(475a) Tethered pH Responsive Biomaterials for Mucoadhesive Oral Controlled Release Drug Delivery Systems

Significant effort has been spent on identifying ways to slow down the GI transit of the therapeutic especially that of the small intestine, the location where the majority of absorption occurs. The two main areas of thrust for research pertaining to increasing the bioavailability of drugs possessing narrow absorption windows are retaining the dosage form in the stomach (gastroretentive) and slowing down transit time in the small intestine (mucoadhesive). Gastroretentive dosage forms maintain the drug delivery system above the absorption window and release the drug accordingly. Mucoadhesion affords the ability to slow upper GI transit by maintaining the dosage form at the site of absorption through some type of interaction with the intestinal mucosa. The motility of the gastrointestinal tract plays a major role in appropriately engineering a dosage form. The delivery system must be designed so that it works with the digestive system to accomplish the goal of targeting the area where the narrow absorption window of the therapeutic exists.

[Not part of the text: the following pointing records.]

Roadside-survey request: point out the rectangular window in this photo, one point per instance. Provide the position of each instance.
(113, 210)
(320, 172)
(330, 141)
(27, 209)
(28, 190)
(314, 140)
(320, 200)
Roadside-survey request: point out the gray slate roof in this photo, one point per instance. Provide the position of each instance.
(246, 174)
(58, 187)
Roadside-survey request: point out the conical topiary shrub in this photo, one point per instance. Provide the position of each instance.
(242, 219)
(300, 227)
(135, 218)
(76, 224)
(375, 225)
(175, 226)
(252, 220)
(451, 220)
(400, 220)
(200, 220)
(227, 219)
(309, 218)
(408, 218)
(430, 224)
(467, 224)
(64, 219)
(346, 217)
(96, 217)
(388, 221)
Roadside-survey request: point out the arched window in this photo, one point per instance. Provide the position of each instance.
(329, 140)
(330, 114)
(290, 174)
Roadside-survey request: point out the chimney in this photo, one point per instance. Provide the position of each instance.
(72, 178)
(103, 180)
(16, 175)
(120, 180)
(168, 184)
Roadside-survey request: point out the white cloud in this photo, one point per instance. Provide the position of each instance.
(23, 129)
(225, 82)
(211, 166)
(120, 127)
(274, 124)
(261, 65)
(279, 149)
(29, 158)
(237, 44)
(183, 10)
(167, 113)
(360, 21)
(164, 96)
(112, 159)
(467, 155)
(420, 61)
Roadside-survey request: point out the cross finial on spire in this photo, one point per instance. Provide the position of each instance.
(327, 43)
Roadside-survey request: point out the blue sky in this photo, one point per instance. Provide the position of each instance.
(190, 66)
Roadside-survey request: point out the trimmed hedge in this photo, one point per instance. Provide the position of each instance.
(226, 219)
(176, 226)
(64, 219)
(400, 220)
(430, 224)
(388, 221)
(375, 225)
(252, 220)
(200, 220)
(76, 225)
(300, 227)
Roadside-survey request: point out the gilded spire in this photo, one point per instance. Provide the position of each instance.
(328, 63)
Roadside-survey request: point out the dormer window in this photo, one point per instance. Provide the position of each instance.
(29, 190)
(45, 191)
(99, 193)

Smart biomaterials composed of pH responsive polymers, poly((meth)acrylic acid), were synthesized using a precipitation polymerization technique. The microparticles were grafted with linear polymer chains (PEG) that are capable of complexing with the hydroxyl groups of the polyacid and interpenetrating into the mucus gel layer upon entry into the small intestine. Upon introduction of an alkaline solution, these materials imbibe a significant amount of water and create a highly viscous solution. The gelled materials serve as both a control release membrane and resist the inertial forces associated with motility, thereby effectively slowing down the transit of the dosage form. The amount and length of the linear chain were varied to investigate their effects on the release behavior of theophylline.

Formulations composed of anhydrous lactose, theophylline, Cab-O-Sil, magnesium stearate, and the pH responsive polymer microparticles were formulated into mintablets. The release behavior of these capsule formulations was assessed using dissolution in varying pH buffers. Thermal analysis of the formulations was performed using DSC, and the physical mixtures were evaluated using FT-IR spectroscopy.

Dissolution studies conducted indicated that the polymer particles are capable of controlling the release of the therapeutics which is dependent on the medium's pH. At high concentrations of PEG, the effective diffusion coefficient of the model drug is significantly reduced due to complexation that occurs between the ether oxygens and hydroxyl groups. Higher degrees of crosslinking cause the drug to be released at a more rapid rate due to the lowered swelling capacity of the microparticles.

This work was supported by a Department of Homeland Security Graduate Research Fellowship (to JBT) and a grant from the National Institutes of Health (EB-000246).